Abstract
Introduction: Children with sickle cell anemia (SCA) often develop cerebral vasculopathy early in life. Vascular injury is manifested by stroke, silent cerebral infarcts (SCI), arterial stenosis and elevated arterial flow velocity measured by transcranial doppler ultrasound (TCD). We had previously reported infarct frequency of 68% in a cross-sectional Ugandan SCA sample who were largely untreated with hydroxyurea (HU) or other disease-modifying therapy. Here we present prospective MRI-MRA imaging results from our recent HU trial, BRAIN SAFE-II, with a new sample of participants ages 3-9 years. To our knowledge, no prospective studies of MRI imaging has been reported for children with SCA on HU therapy in sub-Saharan Africa.

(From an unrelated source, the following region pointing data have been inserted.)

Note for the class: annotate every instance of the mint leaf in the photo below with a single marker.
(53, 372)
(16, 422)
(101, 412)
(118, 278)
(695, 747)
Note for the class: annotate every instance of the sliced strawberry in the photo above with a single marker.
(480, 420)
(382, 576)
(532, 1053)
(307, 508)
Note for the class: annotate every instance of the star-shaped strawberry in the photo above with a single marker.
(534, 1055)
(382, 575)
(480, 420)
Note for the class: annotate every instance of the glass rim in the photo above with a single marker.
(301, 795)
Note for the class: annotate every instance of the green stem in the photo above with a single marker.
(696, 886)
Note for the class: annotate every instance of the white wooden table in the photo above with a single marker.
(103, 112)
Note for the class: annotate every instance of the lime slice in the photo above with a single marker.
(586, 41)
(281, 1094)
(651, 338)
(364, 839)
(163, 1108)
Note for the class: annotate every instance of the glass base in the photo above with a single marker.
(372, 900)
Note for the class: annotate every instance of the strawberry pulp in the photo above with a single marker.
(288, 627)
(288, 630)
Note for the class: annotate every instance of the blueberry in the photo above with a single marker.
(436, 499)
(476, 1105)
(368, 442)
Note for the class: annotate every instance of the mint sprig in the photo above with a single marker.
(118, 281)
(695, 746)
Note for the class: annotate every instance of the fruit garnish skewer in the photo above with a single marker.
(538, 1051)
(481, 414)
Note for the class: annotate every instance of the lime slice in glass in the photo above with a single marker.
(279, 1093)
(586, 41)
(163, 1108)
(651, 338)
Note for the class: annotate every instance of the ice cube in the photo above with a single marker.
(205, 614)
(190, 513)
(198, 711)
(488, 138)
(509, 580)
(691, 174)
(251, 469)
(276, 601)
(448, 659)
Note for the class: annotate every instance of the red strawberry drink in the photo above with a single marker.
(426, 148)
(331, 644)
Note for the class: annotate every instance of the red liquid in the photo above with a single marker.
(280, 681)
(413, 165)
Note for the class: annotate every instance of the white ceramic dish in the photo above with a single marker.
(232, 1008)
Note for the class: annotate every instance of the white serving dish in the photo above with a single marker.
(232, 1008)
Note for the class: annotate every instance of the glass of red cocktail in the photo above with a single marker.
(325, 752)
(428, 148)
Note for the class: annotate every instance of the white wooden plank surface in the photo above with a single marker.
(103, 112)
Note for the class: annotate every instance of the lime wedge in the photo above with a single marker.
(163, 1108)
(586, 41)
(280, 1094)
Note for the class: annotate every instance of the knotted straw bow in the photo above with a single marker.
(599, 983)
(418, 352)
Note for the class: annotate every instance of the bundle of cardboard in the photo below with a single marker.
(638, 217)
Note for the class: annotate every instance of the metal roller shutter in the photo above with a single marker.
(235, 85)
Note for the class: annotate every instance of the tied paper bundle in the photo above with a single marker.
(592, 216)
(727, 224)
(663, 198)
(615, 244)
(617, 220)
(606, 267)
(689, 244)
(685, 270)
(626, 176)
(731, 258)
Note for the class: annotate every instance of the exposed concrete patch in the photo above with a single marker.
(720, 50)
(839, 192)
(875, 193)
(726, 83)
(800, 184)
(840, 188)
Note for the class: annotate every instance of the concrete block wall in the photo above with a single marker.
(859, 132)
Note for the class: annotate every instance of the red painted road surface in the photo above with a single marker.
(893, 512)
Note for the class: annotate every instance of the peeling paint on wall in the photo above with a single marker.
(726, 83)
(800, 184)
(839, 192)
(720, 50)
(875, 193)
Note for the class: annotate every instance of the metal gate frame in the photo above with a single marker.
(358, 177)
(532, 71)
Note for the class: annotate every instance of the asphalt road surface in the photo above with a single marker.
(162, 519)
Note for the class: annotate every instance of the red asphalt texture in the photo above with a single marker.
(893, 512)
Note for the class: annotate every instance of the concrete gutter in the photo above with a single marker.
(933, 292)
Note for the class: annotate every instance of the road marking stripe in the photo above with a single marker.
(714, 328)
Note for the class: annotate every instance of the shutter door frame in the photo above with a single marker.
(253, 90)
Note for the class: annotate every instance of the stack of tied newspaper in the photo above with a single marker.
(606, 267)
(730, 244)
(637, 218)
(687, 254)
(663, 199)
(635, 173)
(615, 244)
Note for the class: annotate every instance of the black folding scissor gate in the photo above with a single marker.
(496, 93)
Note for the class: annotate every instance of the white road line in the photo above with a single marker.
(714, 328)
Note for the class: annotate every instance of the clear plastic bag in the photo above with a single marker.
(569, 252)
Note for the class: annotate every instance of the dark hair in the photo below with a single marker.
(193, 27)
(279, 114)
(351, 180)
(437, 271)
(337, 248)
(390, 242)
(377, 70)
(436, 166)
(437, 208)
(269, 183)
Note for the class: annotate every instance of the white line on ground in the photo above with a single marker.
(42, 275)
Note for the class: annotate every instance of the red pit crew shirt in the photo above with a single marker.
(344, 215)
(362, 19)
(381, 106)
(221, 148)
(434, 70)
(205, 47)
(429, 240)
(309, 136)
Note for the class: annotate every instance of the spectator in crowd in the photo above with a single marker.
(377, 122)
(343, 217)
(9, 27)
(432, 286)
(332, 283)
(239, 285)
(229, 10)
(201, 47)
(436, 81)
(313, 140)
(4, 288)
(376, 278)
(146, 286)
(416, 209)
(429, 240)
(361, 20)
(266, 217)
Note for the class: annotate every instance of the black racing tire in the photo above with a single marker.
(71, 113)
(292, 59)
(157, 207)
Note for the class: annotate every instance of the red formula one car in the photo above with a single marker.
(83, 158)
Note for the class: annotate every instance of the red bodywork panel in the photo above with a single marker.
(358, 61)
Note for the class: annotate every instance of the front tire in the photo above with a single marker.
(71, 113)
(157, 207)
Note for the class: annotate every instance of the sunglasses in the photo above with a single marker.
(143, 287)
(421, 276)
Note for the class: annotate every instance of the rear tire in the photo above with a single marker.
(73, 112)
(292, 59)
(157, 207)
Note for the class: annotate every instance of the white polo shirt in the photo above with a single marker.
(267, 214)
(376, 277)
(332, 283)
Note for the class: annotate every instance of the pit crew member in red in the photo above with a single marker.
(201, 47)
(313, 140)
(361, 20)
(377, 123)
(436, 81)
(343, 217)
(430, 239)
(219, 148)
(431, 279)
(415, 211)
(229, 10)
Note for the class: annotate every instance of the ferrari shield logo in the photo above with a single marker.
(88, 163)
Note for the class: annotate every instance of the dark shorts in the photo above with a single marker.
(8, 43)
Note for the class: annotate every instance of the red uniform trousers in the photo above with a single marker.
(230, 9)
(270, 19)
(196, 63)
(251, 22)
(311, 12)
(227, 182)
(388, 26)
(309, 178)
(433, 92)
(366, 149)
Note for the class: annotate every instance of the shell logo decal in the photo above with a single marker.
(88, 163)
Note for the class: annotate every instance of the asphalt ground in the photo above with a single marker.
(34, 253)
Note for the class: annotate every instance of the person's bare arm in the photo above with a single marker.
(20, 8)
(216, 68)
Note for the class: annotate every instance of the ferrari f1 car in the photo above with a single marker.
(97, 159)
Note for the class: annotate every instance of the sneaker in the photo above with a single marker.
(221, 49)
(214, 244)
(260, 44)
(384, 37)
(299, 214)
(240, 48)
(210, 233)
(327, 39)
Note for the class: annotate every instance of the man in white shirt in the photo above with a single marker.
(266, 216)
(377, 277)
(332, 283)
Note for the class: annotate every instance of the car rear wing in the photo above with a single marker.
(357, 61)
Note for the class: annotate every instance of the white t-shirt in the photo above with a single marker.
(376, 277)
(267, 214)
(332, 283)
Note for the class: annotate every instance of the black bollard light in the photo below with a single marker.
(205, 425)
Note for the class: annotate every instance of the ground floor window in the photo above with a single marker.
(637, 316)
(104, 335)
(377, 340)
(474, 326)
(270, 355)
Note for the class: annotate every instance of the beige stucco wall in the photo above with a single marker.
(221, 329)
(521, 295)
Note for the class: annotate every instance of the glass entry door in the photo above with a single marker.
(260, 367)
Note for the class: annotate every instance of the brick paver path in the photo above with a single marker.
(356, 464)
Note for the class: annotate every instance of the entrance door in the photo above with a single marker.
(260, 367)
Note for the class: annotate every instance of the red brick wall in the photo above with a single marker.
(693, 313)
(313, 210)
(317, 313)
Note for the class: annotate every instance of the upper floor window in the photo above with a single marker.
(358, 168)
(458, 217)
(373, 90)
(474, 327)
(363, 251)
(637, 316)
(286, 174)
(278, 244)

Methods: Our HU open-label, single-arm, dose-escalated 30-month HU trial of Ugandan children were enrolled at ages 3-9 years. Ethical considerations precluded trial randomization. Enrollment criteria included no more than a total of 6 months of prior HU treatment and a lack of previous stroke by history and stroke-focused neurological examination. TCD determined time-averaged mean velocity (TAMV) using the STOP criteria (excluding basilar artery). A randomly selected trial subset of 89 children, age 5 years or older (to limit sedation use), underwent prospective MRI-MRA imaging by a 1.5T scanner at trial entry and completion. Cerebral infarcts and vascular stenoses were gauged using the SWiTCH trial criteria, modified by the Silent Infarct Transfusion (SIT) Trial. MR imaging was independently reviewed by each of 2 neuro-radiologists, with adjudication of differences performed by joint review. Data were analyzed by ANOVA for continuous and Chi squared for categorical data.
Results: At trial entry, mean age of the imaged subset (N=89) was 6.6±1.4 years, 46.1% male. Initial mean values were Hb 7.8±1.1g/dL, HbF 10.3±7.7%, O2 saturation 95.4±3.2% and systolic BP 105.0±11.3mm Hg. Mean TAMV was 150.1±31.4cm/sec, with 7 (7.9%) abnormal and 11 (12.4%) conditional TAMV. Six (6.7%) children of the 89 had 1 or more arterial stenosis; each of those had 1 infarct. Overall, 62 (69.7%) participants had 1-3 SCI, mean age 6.6±1.5 and 29 (46.8%) male. This subset included all of those with an abnormal TCD and all but 1 with conditional. Children with SCI had marginally higher TAMV: 155.1±33.4 vs. 137.0±21.9cm/sec (p=0.06) compared to those without SCI. Initial trial HU dose of 20.2±0.9mg/kg was escalated to 25.9±2.7, per standard CBC criteria.
At trial completion, 6 participants could not be re-imaged: 4 had reached a premature trial endpoint of stroke (3) or death (1) and 2 declined study continuation. Of the 83 re-imaged, 1 (1.2%) had abnormal TCD and 8 (9.6%) had conditional. Of the 27 without initial SCI, none acquired any MRI-MRA abnormalities. In contrast, 8 (12.9%) of the 62 with prior infarcts developed additional SCI over 30 months; 6 of these 8 also had vascular stenosis at trial entry. SCI progression was associated with lower TCD at trial completion: 113.6±11.0 vs. 136.0±27.1 cm/sec (p=0.027). Of the 62 pre-existing infarctsr and e-imaged, SCI progression with HU therapy was estimated at 3.6 per 100 patient trial years, demonstrating relatively modest evolution.
Conclusions: At trial entry, the SCI prevalence in this sample of Ugandan children confirmed our prior findings of very high burden of cerebral vasculopathy. At trial completion, no participant with normal imaging at entry developed new infarcts or stenosis. This finding was associated with lower TCD but no other key clinical factors examined. Their lack of progression without pre-existing vascular injury is consistent with U.S. reports of HU prevention of SCI if treatment is initiated in young children without pre-existing SCI. For those with infarct(s) at trial entry, re-imaging demonstrated modest SCI progression despite HU therapy. SCI progression with lower TCD TAMV suggests that cerebrovascular architecture may eventually shift towards impaired blood flow or even neovascularization. On ethical grounds, we were unable to conduct a randomized, controlled trial to directly compare MRI effects of SCA with HU therapy over time. Our findings add to the existing literature demonstrating that early HU initiation protects children from SCA-associated brain injury and contributes unique insights into the impact of HU therapy in sub-Saharan Africa children.